When I have the rare opportunity to see a collection of my work that spans decades, I’m made aware, once again, of the extreme variability of forms, materials, approaches, results. There are paintings, for instance, stretched and unstretched, with color and without; sculptures that are three dimensional, some that are flattened on a wall, and some that spill onto the floor; there are unique singularities and repeating forms; there are both stationary and moveable works; graphic works and bolted objects, works of wax, wood, iron, fiberglass, bronze; all manner of materials. And although my work has no one signature ‘look,’ I feel that it’s clearly all of a piece, made all by one mind.

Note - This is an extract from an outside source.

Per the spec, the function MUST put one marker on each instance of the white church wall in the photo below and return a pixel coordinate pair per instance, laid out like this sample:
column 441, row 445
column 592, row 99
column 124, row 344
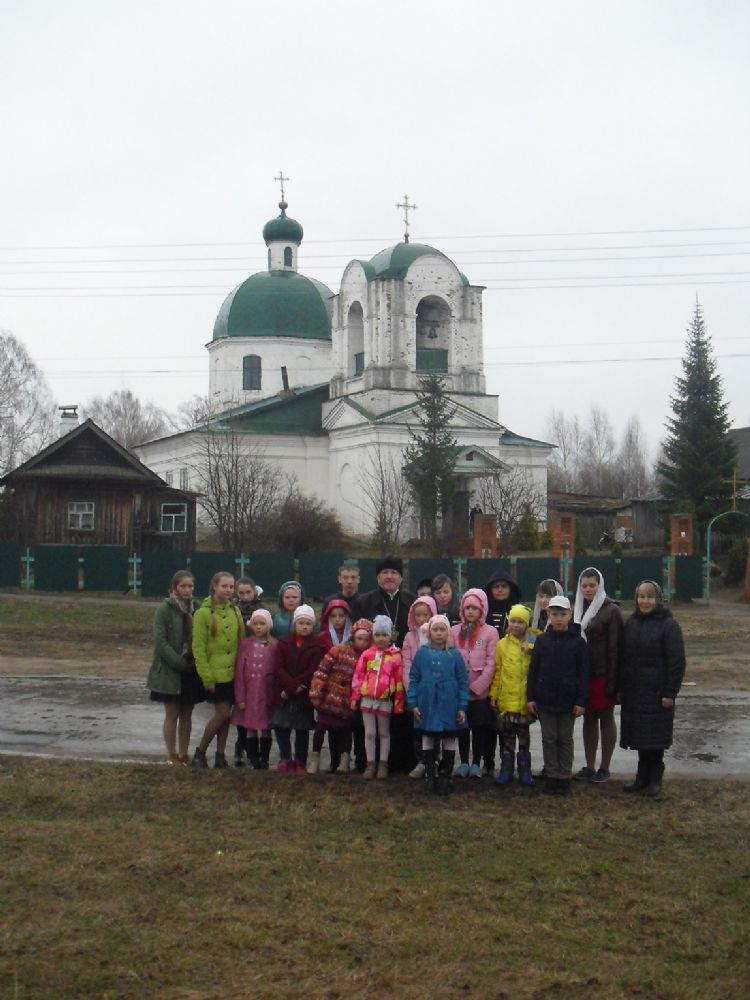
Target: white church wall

The totality of the body of my work over time seems an emergence, a multiplicity of unlike objects and intentions which, within a lifetime, have self-organized into a unified whole, with unexpected characteristics not evident when viewing the component parts separately. The variety of forms, materials, expressions, which I’ve rendered for forty years, are not merely a succession of single, disparate objects, willed into existence (although they are that too!), but more – that they are a “co-operation of things of unlike kinds,” which somehow cohere into a single articulation of who, abstractly, I am.